Em entrevista à agência Estadão Conteúdo, o diretor executivo da ONG Transparência Brasil, Manoel Galdino, afirmou considerar "um absurdo" a decisão de limitar a LAI. "Se ele [o governo] estivesse preocupado em adaptar a necessidade da transparência à emergência, ele colocaria alguma restrição de acesso e algumas obrigatoriedades de transparência. O que ele faz é o contrário das boas práticas que estão sendo feitas no restante do mundo: que é fechar informações, dificultar acesso à informação, mais ainda, porque a transparência já está baixa", disse.

Em nota, o Fórum Brasileiro de Segurança Pública disse que "a medida [de limitar o acesso a informações] não se justifica na prática, uma vez que a grande parte desses dados pode ser acessada pelos servidores por meios eletrônicos largamente estabelecidos e em funcionamento na administração pública".

"É no mínimo contraditório que a edição dessa MP ocorra em meio a uma crise de saúde global, em que governos preparam-se para fazer uso ilimitado de um grande volume de recursos públicos", afirma o Fórum. "No caso da Segurança Pública, a transparência de dados faz-se ainda mais urgente, uma vez que só a divulgação dos dados nos permitirá compreender questões decorrentes da crise de saúde, que envolvem a ação das forças de segurança, os gastos com operações e até o aumento da violência contra mulheres, que já vem sendo noticiado em alguns países como China e EUA", prossegue a nota.

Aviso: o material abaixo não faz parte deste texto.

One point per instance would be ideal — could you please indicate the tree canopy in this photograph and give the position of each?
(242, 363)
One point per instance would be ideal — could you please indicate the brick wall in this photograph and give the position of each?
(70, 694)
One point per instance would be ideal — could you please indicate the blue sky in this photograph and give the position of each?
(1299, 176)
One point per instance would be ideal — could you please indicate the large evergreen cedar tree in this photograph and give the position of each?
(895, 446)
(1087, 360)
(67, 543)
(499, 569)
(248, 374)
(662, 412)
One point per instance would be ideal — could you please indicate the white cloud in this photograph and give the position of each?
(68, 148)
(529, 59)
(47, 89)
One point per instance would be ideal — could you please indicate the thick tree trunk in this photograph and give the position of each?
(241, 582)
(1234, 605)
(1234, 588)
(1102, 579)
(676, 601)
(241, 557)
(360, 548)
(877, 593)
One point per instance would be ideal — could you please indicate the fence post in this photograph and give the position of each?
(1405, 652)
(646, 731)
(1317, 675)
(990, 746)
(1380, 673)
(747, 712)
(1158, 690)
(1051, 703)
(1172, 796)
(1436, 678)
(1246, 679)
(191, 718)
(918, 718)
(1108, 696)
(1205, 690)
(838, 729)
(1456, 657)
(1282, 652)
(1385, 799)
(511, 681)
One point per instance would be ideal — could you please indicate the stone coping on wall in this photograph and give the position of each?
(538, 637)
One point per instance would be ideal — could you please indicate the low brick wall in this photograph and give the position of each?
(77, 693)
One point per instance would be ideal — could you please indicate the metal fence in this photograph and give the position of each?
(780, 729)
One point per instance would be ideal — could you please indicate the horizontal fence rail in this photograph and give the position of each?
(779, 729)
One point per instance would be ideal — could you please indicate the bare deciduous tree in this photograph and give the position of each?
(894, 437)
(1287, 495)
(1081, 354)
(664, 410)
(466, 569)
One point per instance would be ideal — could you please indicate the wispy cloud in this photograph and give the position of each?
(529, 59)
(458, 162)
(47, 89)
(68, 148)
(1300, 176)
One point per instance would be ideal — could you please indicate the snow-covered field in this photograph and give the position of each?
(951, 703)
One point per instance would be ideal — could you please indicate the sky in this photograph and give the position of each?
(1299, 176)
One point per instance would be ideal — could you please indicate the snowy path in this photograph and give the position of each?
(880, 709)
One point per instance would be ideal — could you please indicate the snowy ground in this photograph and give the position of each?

Para o líder da minoria na Câmara, deputado José Guimarães (PT-CE), Bolsonaro busca sonegar informação com a medida provisória. “O que ele quer é impedir o acesso à informação. É um direito constitucional de qualquer cidadão brasileiro, seja ele político, empresário, funcionário, qualquer cidadão brasileiro tem o direito de receber todas as informações da administração pública. Por isso a LAI é ancorada no princípio da transparência pública. Portanto essa medida provisória é mais um absurdo que vamos ter que derrotar e devolver ao presidente da República”, disse.

Governo já tentou alterar Lei de Acesso à Informação

Essa não é a primeira vez que o governo federal tenta limitar os efeitos da Lei de Acesso à Informação. Em janeiro do ano passado, o governo ampliou o número de autoridades que podem tornar informações protegidas pelo período de até 25 anos.

O decreto foi assinado pelo vice-presidente Hamilton Mourão (PRTB), que estava no exercício da presidência. Depois da polêmica, o presidente Jair Bolsonaro revogou a medida.

Revogação da suspensão de contratos de trabalho

A MP que suspende a Lei de Acesso à Informação foi assinada na noite de segunda-feira (23) depois da polêmica envolvendo a autorização do governo federal para que empregadores suspendessem contratos de trabalho por até quatro meses, sem a necessidade de pagamento de salários aos funcionários nesse período.

A MP também trazia uma série de medidas para regulamentar o home office no período de quarentena causada pelo coronavírus, antecipação de férias, concessão de férias coletivas, pagamento de FGTS e adiantamento de abono salarial.